Die Regierung tagte täglich in öffentlichen Sitzungen und fasste u. a. Beschlüsse zum Mindestlohn, Angebote für Arbeitssuchende, Kinder- u. Jugendschutz, Vergütung für Staatsbedienstete, Steuern etc. 

Das Projekt „Schule als Staat“ wird seit vielen Jahren an Schulen in Deutschland und anderen Ländern durchgeführt. Ziel ist es, Schüler*innen Demokratie, Wirtschaft und soziale Verantwortung praktisch erfahrbar zu machen. An der Freien Schule Heckenbeck wurde dieses Projekt zum  4. Mal durchgeführt. Auch in der diesjährigen Ausgabe mit Tikota konnten die Schüler*innen eigenständig Entscheidungen treffen, Rollen übernehmen und die Konsequenzen ihres Handelns erleben – ein lebendiges Lernen, das weit über den normalen Unterricht hinausgeht.

Das Projekt wurde im Rahmen des Bundesprogramms ‚Demokratie leben!‘ von der ‚Partnerschaft für Demokratie im Landkreis Northeim‘ gefördert.

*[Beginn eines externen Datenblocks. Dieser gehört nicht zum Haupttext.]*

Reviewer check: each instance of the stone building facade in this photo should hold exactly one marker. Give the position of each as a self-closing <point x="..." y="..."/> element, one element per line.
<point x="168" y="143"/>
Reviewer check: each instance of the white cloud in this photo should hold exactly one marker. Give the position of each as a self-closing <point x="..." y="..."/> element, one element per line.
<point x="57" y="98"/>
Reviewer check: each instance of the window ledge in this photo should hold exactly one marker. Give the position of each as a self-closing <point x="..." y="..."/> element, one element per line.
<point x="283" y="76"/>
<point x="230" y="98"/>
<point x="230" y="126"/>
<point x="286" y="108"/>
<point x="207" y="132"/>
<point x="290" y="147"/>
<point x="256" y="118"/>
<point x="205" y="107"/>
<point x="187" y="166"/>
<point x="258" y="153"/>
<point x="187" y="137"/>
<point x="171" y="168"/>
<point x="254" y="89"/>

Der Besuchstag für Eltern und Verwandte bot einen lebhaften Einblick in Tikota: Auf dem Marktplatz wurde es zeitweise recht laut, Gäste bezahlten mit Tikkis, probierten Kinder-Cappuccino, ließen sich ein Tattoo machen, testeten Heuschrecken oder Ameisen aus Mexiko oder stöberten in den selbstgemachten Verkaufsständen. Überall war sichtbar, wie ernst die Schüler*innen ihre Rollen nahmen – und wie viel Spaß sie dabei hatten.

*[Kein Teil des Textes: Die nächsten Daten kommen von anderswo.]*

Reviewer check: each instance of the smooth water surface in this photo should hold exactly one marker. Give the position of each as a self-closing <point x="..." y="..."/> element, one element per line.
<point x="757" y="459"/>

Am Ende kehrten die Räume in den normalen Zustand zurück. Doch die Erfahrungen bleiben: Für eine Woche konnten die Schüler*innen das richtige Leben nachspielen, spielerisch lernen und Verantwortung übernehmen – und das auf eine Art, die in keinem Lehrbuch zu finden ist.